Diyoruz ya öyle Erzurum'lu onlar. Öyle doğup hani burada Abiş gibi mikrofonu alıp dört kelime söylemek de değil ha bacılarım.
Yürek
yaralarını Erzurum'un Tekman'ında iklimsiz ayırımsız alıpta
kucaklayabilmektir aslında. Palandöken'in karını, bedeni düşmüş bir
kağnının sesine ortak eyleyip, gerçekten Nene Hatun'un dara düşmüş
yanını, onunla beraber kalkmaktır, aslında?
Erzurumlu olmak zor
merhale ya, gönlü diyara düştüğümüzde yapayalnız kalmışsa,
yapayalnızlığında bile çilesini kendi içerisinde dillendirmeyen namerdin
anlamadığı mertliktir aslında.
Erzurum kendi içinde bir tandır
ekmeğini ırsa ırsa aldığımızda, Tekman'dan Erzurum'a sekiz mola verip,
haşlamanın suyuna somunu lavaş arasında bandırdığımızda anladılar.

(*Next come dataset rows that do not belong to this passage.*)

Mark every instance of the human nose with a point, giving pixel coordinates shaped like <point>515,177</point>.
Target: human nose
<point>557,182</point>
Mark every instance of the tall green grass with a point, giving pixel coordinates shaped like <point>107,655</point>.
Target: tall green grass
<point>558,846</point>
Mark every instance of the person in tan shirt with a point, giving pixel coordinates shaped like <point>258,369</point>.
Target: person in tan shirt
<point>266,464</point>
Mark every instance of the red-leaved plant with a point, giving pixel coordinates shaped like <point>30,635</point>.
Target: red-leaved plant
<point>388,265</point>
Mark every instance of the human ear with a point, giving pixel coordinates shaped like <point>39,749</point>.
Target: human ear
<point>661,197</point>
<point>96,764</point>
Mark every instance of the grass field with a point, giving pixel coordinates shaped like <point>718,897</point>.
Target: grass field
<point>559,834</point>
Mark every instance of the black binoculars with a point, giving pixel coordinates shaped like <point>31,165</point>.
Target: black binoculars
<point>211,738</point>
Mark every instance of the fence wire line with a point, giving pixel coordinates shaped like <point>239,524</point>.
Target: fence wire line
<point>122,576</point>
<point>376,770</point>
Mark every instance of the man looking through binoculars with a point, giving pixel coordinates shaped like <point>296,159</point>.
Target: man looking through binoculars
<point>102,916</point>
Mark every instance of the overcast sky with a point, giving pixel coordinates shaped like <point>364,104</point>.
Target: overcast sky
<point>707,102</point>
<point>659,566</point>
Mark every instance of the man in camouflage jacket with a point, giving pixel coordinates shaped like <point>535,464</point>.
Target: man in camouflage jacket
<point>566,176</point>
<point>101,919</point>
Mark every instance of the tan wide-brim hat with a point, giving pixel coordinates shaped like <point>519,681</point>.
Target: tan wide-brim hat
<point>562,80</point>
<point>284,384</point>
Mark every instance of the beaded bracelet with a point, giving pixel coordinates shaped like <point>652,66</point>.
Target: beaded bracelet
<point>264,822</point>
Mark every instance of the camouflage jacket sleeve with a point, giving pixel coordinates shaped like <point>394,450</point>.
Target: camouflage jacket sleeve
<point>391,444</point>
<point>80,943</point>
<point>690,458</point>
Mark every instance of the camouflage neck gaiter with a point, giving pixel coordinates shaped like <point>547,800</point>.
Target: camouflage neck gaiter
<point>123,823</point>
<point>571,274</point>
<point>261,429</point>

Erzurum,şimdi öyle büyük şirketlerin koltuklarında makam araçlarının arka
koltuğunda son model telefonların hafızalarına yüklediğimiz türküleri
dindirip öylesine geçiştirdiğimiz bir sevda da olmamalı aslında..
Erzurum
Maltepe'de şimdi burada yaşandığı gibi öyle Suha'nın ve buradaki tüm
dostların gerçekten yüreğini ortaya koyduğu, ama fakirliğin fakir
olmadığı yerde Erzurum'lunun da onun ekmeğiyle ortak olduğu yerde
duruyor aslında.
Erzurum Ahmed'im diyor ya gel gel bana diyor
Mevlana'nın Konyası, ama Erzurum gel bana demiyor, sen dardaysan ben
sana gelim diyen yiğitlerin merdanesi.
Erzurum kimin başı dara
düştüyse, orta asyadan arta çağdan bu yana ve şimdi bu yıl kendi
içimizdeki yaranın kabuğunun da bizden olduğun da bile onu kurutacak
mertleri çıkardığı yerdir aslında.
Erzurum yeri gelir, kendi içinde
kendi kurdunu da kurutmayı bilir, yeri gelir kendi kurdunun yarasını,
kendi göz yaşları içerisinde öğütmesini de bilir. İşte Erzurum böyle bir
şey, hasret dendiğinde dile düşer. şair susar gece uzar eyvallah?"
şeklinde bitirirken salonda bulunan herkes ayakta alkışladılar.
Bu
dizeleri dinleyenler arasında ilk yorum yapan Ahmet Ağırman, " Vallahi
ben buna şairlikten öte bir şey diyorum. Abiş Beyin yüreğinin
derinliklerinden gelen sözlerle bulunduğumuz anı geçmişle yoğurdu
anlattı, bizleri mest etti. Yani şairlik altı ayda bir şiir yazan adama
şair diyorlar, ama bu daha başka bir şey" dedi.